Cidades
Filha denuncia demora e questiona atendimento da Unimed Maceió
Vitória Rodrigues afirma que mãe, Rosemeire Ferreira, já teve mais de 20 entradas em hospital e aguarda definição sobre implante de dispositivo cardíaco
A rotina de idas e vindas ao hospital levou Vitória Rodrigues a tornar pública a situação da mãe, Rosemeire Ferreira, que, segundo ela, enfrenta problemas cardíacos há sete meses e já passou por mais de 20 atendimentos hospitalares no período em Maceió. (veja vídeo abaixo)
Em um desabafo publicado nas redes sociais, Vitória questiona a assistência prestada pelo plano de saúde e afirma que a mãe apresenta apenas 20% da capacidade cardíaca. Segundo o relato, o índice já chegou a 26%, caiu para 21% e voltou a 26% antes de chegar novamente aos atuais 20%.
A filha afirma que a família aguarda uma definição médica sobre a realização de exames e a possibilidade de implantação de um dispositivo cardíaco, como marcapasso ou cardiodesfibrilador implantável (CDI), procedimento que, segundo ela, teria cobertura do plano.
Vitória também relata que a mãe precisou de uma ambulância recente, mas, de acordo com ela, o atendimento demorou cerca de duas horas.
“Eu não vou esperar a minha mãe fechar os olhos para me calar”, afirmou Vitória, ao cobrar providências dos órgãos responsáveis pela fiscalização e assistência à saúde.
Segundo ela, a família paga mensalmente mais de um salário mínimo pelo plano e espera receber atendimento médico adequado. A filha também questionou a repetição das internações sem uma solução para o problema cardíaco.
A família pede que os órgãos responsáveis pela saúde acompanhem o caso e que seja definida uma conduta para o tratamento de Rosemeire.
A Unimed foi procurada para apresentar sua versão a respeito da falha na prestação do serviço e em nota informou:
A operadora esclarece que a indicação para implantação de marcapasso/CDI depende da avaliação médica e das condições clínicas de cada paciente.
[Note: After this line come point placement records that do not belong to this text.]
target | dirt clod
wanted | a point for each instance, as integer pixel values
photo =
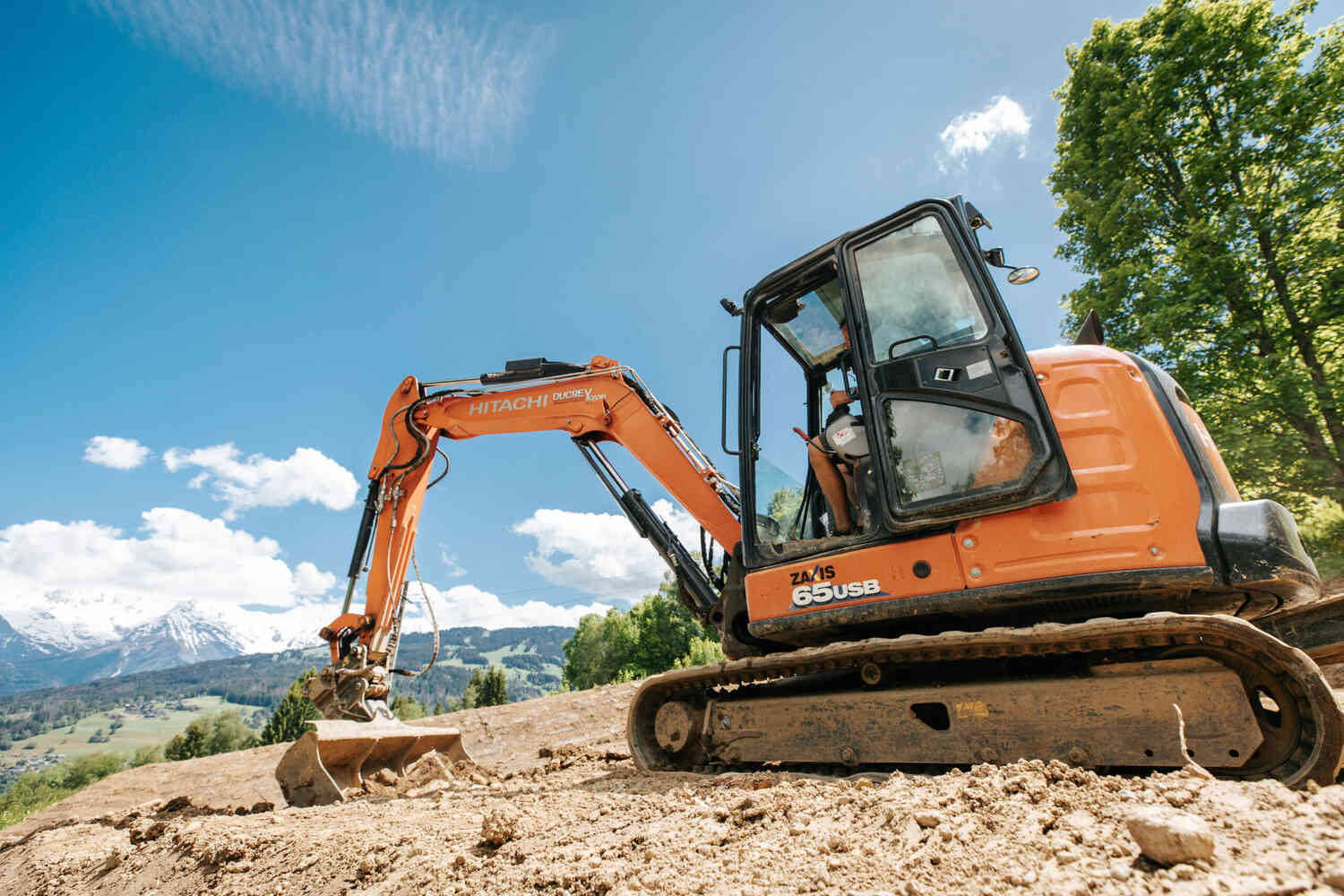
(1169, 837)
(500, 825)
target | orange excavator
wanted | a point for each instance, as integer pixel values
(995, 555)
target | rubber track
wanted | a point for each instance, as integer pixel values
(1320, 740)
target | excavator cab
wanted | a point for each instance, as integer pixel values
(954, 422)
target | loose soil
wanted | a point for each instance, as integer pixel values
(553, 805)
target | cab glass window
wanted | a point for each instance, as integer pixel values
(941, 450)
(916, 293)
(811, 323)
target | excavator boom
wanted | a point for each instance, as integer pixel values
(593, 403)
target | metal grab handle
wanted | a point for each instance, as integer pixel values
(910, 339)
(723, 406)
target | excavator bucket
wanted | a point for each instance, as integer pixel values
(332, 759)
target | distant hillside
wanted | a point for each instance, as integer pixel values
(531, 656)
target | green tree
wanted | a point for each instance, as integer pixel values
(37, 790)
(188, 745)
(703, 651)
(652, 637)
(494, 688)
(406, 707)
(1198, 168)
(209, 735)
(145, 755)
(292, 713)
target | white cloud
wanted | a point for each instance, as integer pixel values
(449, 81)
(465, 605)
(975, 132)
(599, 554)
(117, 452)
(261, 481)
(179, 556)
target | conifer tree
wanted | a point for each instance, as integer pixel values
(292, 713)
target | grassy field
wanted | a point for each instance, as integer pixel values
(136, 731)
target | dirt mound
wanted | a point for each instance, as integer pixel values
(556, 806)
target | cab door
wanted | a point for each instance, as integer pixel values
(956, 418)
No caso em questão, a paciente apresentava um quadro clínico descompensado no momento da avaliação e, nas condições atuais, não há indicação médica para a realização do procedimento. Por esse motivo, a implantação do dispositivo não foi solicitada.
A beneficiária recebe atendimento e acompanhamento sempre que busca os serviços assistenciais disponibilizados pela rede, de acordo com suas necessidades clínicas e com a avaliação das equipes responsáveis pelo cuidado.
As circunstâncias relatadas pela família seguem sendo apuradas, e a operadora permanece à disposição para prestar os esclarecimentos necessários.